Uber will work with automakers — General Motors in the US and Canada, and Renault-Nissan in cities in the UK, France, Netherlands, and Portugal, to extend attractive offers on electric vehicles to drivers. It will work with car rental company Avis to make EVs more accessible for drivers to rent.
Uber is also looking to governments to help it transition to electric mobility. The company doesn’t expressly reject regulations requiring ride-hailing companies to use more EVs, though it does say it “urgently needs more robust collaboration between industry and government stakeholders.” Uber points to its progress in London, where it recently added an extra 15 pence (USD $0.19) per mile under its new Clean Air Plan. The surcharge will go toward helping Uber drivers switch to EVs, with the goal of having all cars on the app be fully electric in London by 2025.

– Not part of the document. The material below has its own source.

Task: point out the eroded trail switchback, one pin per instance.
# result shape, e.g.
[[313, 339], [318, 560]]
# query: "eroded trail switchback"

A 2020 study by the Union of Concerned Scientists found that ride-hailing services generated 69% more emissions than the trips they aimed to replace. “Climate changes remains an existential threat and crisis that needs every person, every business and every nation to act,” Uber CEO Dara Khosrowshahi said. “We know this is going to be hard.”
Transportation is the largest source of US emissions. Today, only 0.15% of Uber trips are taken in electric vehicles. Electric cars are cheaper to operate than gas-powered vehicles, but can cost 50% more than a gasoline–fueled car to purchase upfront.
Uber said in a Europe-focused report that it released Tuesday ( Yesterday), that many drivers would face a significant earnings reduction unless they have access to a home charger and a generous subsidy to close the gap for the total cost of owning an electric vehicle.Currently there is lack of affordable and second hand electric cars. The price gap between a used gas-powered car and a new electric vehicle can be up to 30,000 euros, according to the report.
Uber is expanding a feature that allows users to request a ride in an electric vehicle. Uber says the option is available in 37 European cities already and will be in 60 global markets by year’s end, including San Francisco, Los Angeles, San Diego, Chicago, Denver, Seattle and Toronto.